To derive the equations of uniformly accelerated motion, we'll use the basic principles of kinematics. Here are the three key equations for uniformly accelerated motion, along with their derivations:

### 1. Equation: \( v = u + at \)

**Derivation:**

- Let \( u \) be the initial velocity.
- Let \( v \) be the final velocity.
- Let \( a \) be the acceleration.
- Let \( t \) be the time.

Acceleration is defined as the rate of change of velocity. Therefore, we can express acceleration as:

\[ a = \frac{v - u}{t} \]

Rearranging this equation to solve for \( v \):

\[ v = u + at \]

### 2. Equation: \( s = ut + \frac{1}{2}at^2 \)

**Derivation:**

- Let \( s \) be the displacement.

To derive this equation, we use the fact that displacement \( s \) is the area under the velocity-time graph, which forms a trapezoid in the case of constant acceleration.

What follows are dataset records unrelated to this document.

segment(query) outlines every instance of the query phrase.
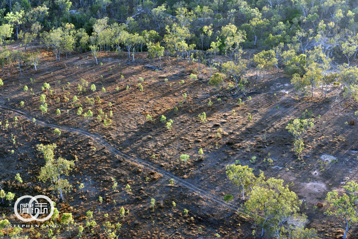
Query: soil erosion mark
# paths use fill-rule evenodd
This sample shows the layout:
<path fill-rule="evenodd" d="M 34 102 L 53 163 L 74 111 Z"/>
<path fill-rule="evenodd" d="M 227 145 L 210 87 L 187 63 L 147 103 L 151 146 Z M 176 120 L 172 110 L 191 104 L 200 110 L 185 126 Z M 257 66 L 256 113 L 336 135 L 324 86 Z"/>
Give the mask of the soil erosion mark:
<path fill-rule="evenodd" d="M 26 113 L 24 113 L 20 111 L 1 106 L 0 106 L 0 108 L 16 112 L 21 115 L 22 116 L 28 120 L 29 120 L 30 121 L 32 120 L 33 118 L 29 116 Z M 191 189 L 194 192 L 199 192 L 200 195 L 202 195 L 205 197 L 207 197 L 209 199 L 211 199 L 211 200 L 219 203 L 223 206 L 227 206 L 231 209 L 233 209 L 235 211 L 239 211 L 242 213 L 246 214 L 243 212 L 239 210 L 238 209 L 239 207 L 229 202 L 226 203 L 226 201 L 224 201 L 222 199 L 219 197 L 217 197 L 216 196 L 213 195 L 213 194 L 212 194 L 206 191 L 204 191 L 202 189 L 201 189 L 195 185 L 186 181 L 182 179 L 174 176 L 170 172 L 157 167 L 154 165 L 152 165 L 151 164 L 146 162 L 141 159 L 133 158 L 130 156 L 129 156 L 129 155 L 127 155 L 126 154 L 117 150 L 114 147 L 112 146 L 109 143 L 100 138 L 99 136 L 97 136 L 86 131 L 80 130 L 79 129 L 69 128 L 68 127 L 65 127 L 64 126 L 61 126 L 58 125 L 55 125 L 47 123 L 37 120 L 36 120 L 36 123 L 44 126 L 47 126 L 51 128 L 57 128 L 59 129 L 66 130 L 73 133 L 78 133 L 90 137 L 90 138 L 91 138 L 93 140 L 95 140 L 98 143 L 106 147 L 107 150 L 116 155 L 120 156 L 124 158 L 129 160 L 133 163 L 142 165 L 148 169 L 153 171 L 155 171 L 163 175 L 165 175 L 168 177 L 173 178 L 175 180 L 176 180 L 178 182 L 183 186 Z"/>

1. **Average Velocity**: The average velocity \( \bar{v} \) for uniformly accelerated motion is given by:

\[ \bar{v} = \frac{u + v}{2} \]

2. **Displacement**: The displacement \( s \) is the average velocity multiplied by time:

\[ s = \bar{v} \cdot t \]

Substitute \( \bar{v} \) into the displacement formula:

\[ s = \frac{u + v}{2} \cdot t \]

Substitute \( v = u + at \) into the equation:

\[ s = \frac{u + (u + at)}{2} \cdot t \]

\[ s = \frac{2u + at}{2} \cdot t \]

\[ s = (u + \frac{1}{2}at) \cdot t \]

\[ s = ut + \frac{1}{2}at^2 \]

### 3. Equation: \( v^2 = u^2 + 2as \)

**Derivation:**

To derive this equation, we start with the two previously derived equations.

1. From \( v = u + at \), solve for \( t \):

\[ t = \frac{v - u}{a} \]

2. Substitute \( t \) into the displacement equation \( s = ut + \frac{1}{2}at^2 \):

\[ s = u \left(\frac{v - u}{a}\right) + \frac{1}{2} a \left(\frac{v - u}{a}\right)^2 \]

Simplify:

\[ s = \frac{u(v - u)}{a} + \frac{1}{2} \cdot \frac{a(v - u)^2}{a^2} \]

\[ s = \frac{u(v - u)}{a} + \frac{1}{2} \cdot \frac{(v - u)^2}{a} \]

\[ s = \frac{u(v - u) + \frac{1}{2} (v^2 - 2uv + u^2)}{a} \]

\[ s = \frac{v^2 - u^2}{2a} \]

Rearrange to solve for \( v^2 \):

\[ v^2 = u^2 + 2as \]

These three equations are fundamental in kinematics for analyzing uniformly accelerated motion.